Description

The aim is to merge and integrate big environmental, public-available datasets. Typically, the geographical location of different data bases is not identical and measurement stations have to be linked based on geographical distances. In addition, some data bases include missing values and measurement artefacts. To deal with that, specific data can be aggregated or deleted from the data base. Also some measurements are available on a grid in the plane while other measurements are on specific coordinates.

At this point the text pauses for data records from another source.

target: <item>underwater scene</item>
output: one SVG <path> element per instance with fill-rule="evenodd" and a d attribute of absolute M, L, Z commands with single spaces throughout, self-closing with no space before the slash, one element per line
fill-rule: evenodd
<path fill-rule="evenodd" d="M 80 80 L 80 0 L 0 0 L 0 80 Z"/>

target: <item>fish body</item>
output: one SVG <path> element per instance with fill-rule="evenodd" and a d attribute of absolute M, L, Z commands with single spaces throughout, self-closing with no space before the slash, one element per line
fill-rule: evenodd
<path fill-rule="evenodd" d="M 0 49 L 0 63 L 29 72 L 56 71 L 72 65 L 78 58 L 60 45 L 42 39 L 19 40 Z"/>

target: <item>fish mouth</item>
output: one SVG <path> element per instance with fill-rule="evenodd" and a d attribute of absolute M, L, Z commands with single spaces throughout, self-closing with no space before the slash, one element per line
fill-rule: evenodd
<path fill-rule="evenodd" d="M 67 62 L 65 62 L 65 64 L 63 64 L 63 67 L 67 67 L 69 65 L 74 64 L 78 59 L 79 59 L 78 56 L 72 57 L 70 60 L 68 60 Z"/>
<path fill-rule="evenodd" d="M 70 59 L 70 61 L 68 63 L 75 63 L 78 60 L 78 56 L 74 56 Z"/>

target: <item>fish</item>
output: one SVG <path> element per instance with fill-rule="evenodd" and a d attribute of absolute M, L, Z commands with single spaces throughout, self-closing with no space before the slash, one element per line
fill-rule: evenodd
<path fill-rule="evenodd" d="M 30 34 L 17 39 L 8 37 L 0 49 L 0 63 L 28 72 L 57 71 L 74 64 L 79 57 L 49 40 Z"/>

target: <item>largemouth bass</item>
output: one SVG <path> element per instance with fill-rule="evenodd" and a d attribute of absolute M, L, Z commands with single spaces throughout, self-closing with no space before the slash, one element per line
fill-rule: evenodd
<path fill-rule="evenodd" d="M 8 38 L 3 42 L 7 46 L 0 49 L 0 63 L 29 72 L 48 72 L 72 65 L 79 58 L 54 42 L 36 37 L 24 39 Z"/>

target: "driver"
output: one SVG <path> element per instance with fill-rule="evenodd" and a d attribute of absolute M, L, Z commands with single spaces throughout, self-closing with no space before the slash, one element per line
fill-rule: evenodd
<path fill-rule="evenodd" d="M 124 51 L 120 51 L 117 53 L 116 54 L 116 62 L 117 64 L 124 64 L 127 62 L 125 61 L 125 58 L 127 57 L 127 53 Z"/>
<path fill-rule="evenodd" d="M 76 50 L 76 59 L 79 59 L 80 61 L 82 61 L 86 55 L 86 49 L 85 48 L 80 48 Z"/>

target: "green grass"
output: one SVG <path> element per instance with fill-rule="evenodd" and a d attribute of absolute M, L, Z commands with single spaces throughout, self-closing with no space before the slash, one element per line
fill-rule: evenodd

The challenges are to adapt and write efficient code (e.g. using the Rccp pacakge and/or using the R package data.table) for data manipulation and linkage. Packages rgdal, maptools and sp provide useful software tools to deal with such problems. The data should be automatically accessed and linked afterwards. Web scraping tools such as rvest and RCurl may additionally be used to access data that are not provided in standard formats. Some methods already exist to access to data bases, like
http://www.r-bloggers.com/harvesting-canadian-climate-data/

or packages to fetch data from the web such as the package weatherData
http://cran.r-project.org/web/packages/weatherData/index.html

or the package wux: http://cran.r-project.org/web/packages/wux/index.html

Another challenge is to consider data with different spatial and temporal scale. Tools are available to convert to different reference systems (like the rgdal R package), but have to be applied to harmonize data on different coordinate references. Additionally, solutions for harmonizing different time scales of the data (monthly, yearly, daily, hourly data) should be based on expert knowledge provided by the mentors.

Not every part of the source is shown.